Robb's flair for detail, engaging style and snappy cadence often give Parisians the feel of a novel. But the book is the product of intensive research using historical records, memoirs and studies. As a result, Robb creates a you-are-there sense of closeness to events that at times seems hard to believe. At one point, Baron Georges-Eugène Haussmann explains that while his grand reconstruction of Paris was outwardly motivated by imperial exigencies of urban greatness, it was also partly aimed at facilitating life for philandering officials like himself — "lovers who also have families and jobs" they need to be able to commute between rapidly. (His other priority: ridding the city of the open sewers that always mucked up his boots.) A chapter on Henry Murger, author of Scenes from a Bohemian Life, is full of detail on how bustling, treacherous, mightily malodorous and simply hard life was during the Belle Epoque — especially for those like himself who frequently "died of diseases known collectively as a lack of money." Robb's most astounding tale, however, recounts the story of the man who inspired Alexander Dumas' The Count of Monte Cristo — and the equally improbable way his real biography morphed into a work of fiction.

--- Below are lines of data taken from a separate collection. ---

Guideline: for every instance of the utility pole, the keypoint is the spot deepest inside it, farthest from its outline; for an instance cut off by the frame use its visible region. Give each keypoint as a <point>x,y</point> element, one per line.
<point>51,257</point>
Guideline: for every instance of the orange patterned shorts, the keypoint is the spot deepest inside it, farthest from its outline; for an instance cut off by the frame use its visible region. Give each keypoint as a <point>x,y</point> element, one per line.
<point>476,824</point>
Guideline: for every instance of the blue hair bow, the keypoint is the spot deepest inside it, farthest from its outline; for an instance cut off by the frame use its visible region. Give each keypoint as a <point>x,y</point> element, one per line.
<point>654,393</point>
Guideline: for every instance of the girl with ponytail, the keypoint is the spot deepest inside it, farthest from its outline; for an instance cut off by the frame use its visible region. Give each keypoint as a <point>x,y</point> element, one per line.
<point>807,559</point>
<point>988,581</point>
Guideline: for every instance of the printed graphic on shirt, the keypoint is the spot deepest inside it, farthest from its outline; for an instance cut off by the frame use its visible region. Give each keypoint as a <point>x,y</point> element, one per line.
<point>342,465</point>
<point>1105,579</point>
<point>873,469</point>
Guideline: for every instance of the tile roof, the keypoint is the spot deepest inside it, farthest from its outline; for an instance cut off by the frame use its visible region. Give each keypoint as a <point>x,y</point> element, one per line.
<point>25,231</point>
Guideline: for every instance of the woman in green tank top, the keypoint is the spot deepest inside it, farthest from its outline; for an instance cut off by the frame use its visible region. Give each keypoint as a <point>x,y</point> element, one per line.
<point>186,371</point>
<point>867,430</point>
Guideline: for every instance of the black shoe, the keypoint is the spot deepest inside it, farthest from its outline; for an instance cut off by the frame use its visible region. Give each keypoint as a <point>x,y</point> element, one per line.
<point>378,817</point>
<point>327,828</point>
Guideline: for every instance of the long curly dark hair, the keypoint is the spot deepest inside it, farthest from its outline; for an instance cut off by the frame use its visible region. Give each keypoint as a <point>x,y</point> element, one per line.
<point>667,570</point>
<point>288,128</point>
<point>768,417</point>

Other vignettes find young Napoleon losing his virginity to a Parisian hooker, Hitler's giddy early-morning tour of fallen Paris and the May 1968 student uprising being downgraded to a politically self-defeating protest by bourgeois youths. Robb also documents how Paris for centuries loathed and feared the same suburban areas whose housing projects erupted in rioting in 2005, as their residents raged against their exclusion from affluent Parisian society.

That violence, Robb notes, was something Parisians themselves recognized as "practically a specialty of Paris." Just as he did in his earlier book, Robb in Parisians again reveals that much of Paris' history — and character — is rooted in division and diversity.